The choice power plant that propelled the Maserati brothers to victory since their presence was known in 1914 has predominantly been the Twin-Cam, Twin Plug, straight 6-cylinder engine. A combination of torque, balance, power and lightness, it was a durable engine that was predominately the basis for much of their success. This engine found its way into the Grand-Prix winning 250F as well as road cars alike, such as the A6 Series, and of course Maserati’s first mass-produced sports car, the 3500GT. Unfortunately the quintessential Maserati power plant was not immortal. By 1963 the demand for power was ever pressing amongst the exotic/supercar manufacturers and an all-new twin-cam V8 would replace the 6-cyldiner, first debuting in the Quattroporte. Thus the last car to carry the fabled 6-cylinder, twin cam, twin plug race bred power plant was the Maserati Mistral. Penned by Frua, clothed in aluminum, and designed, as a GT car to be rivaled by only the best the Mistral was the end of an era for Maserati but a true masterpiece in many ways.
The example on offer, chassis # AM109296IGM was recently discovered out of long-term ownership in Long Island, NY. It appears that time has taken its toll on the exterior finish of the car, but inside it remains well preserved and worth saving.

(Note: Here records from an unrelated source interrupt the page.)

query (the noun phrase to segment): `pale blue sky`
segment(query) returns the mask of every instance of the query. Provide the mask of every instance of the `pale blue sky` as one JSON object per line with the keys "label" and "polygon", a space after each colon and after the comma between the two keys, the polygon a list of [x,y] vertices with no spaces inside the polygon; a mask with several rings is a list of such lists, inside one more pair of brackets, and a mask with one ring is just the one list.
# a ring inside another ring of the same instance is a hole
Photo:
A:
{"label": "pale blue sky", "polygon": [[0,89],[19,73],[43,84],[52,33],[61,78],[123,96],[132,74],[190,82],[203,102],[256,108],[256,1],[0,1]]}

Unfortunately, there is no detailed historical information known about the car at this time. The key fob on the car suggests a Rascal Imported Automobile Service Corp. of Glen Head, NY serviced the car from time-to-time. By 1979 the car was indeed off the road and put into long-term storage. Through our inspection it has been determined that it is indeed a numbers-matching example and was likely Silver with a Red interior, from new. This Mistral still carries correct Carello headlights as well as its original Borrani wire wheels. Additionally, the odometer states 20,941 KM, which is assumed to be 120,941 KM as there is no supporting documentation to prove otherwise.
Cosmetically, this car appears to have been painted twice. Once at the factory in a shade of silver and later it was painted black, over top of the silver. Otherwise the body is straight and appears to have never been hit beyond a minor issue on the nose, which appears to be a light bump, enough to slightly distort the metal. Otherwise the car has good gaps and fitment throughout and is an ideal candidate for restoration. The trim pieces, original chrome items etc… are all present but are all consistently weathered, but savable. The glass is all there and original but the windshield is obviously in need of replacement.
The interior is one of the more intriguing items about this Mistral. The interior is the original for certain and is in good enough of a condition that deems it worth saving. While the exterior and mechanicals will require restoration, the interior will be a highlight if preserved and presented as such. All of the cars knobs, pulls, chrome accents and trim pieces are present, as such this example is complete throughout and is 99% complete with nothing obvious missing. The photographs define the interior well and show-case the current condition.
The major issues these cars suffer from is corrosion where the chassis meets the body. The substructure of the body/chassis is steel and the body is aluminum, as a result electrolysis occurs and corrosion is often evident. This car will likely require some rust repair somewhere, but the usual locations appear to be solid overall. The trunk floor as some surface corrosion but is solid as is the chassis throughout. There is surface rust here and there but the forward corner of both floors appear to have the worst rust which is not totally through, but there is more rust there than anywhere. It should be noted as a possible concern.
The engine bay is much like the interior in that it is well preserved, complete, and offers a glimpse into previous care. Many of the clamps are the original and the entirety of the engine bay is complete with nothing missing. The intake plenum is with the car, but not currently attached. We have confirmed that the engine turns and is not seized. Therefore making a rebuild less costly, if needed.
Maserati Mistrals have been under-valued in the market place for some time. As values have risen across the board, the Mistral gives way to the very fact that it is the last genuine 6-cylinder Maserati to be produced and it is this fact that absolutely qualifies it as a worthwhile and investment-grade marque and model. This is a fantastic base for anyone who is ready to restore one to perfection. Excellent original colors, options, and complete for total refurbishment, this is an opportunity worth much consideration.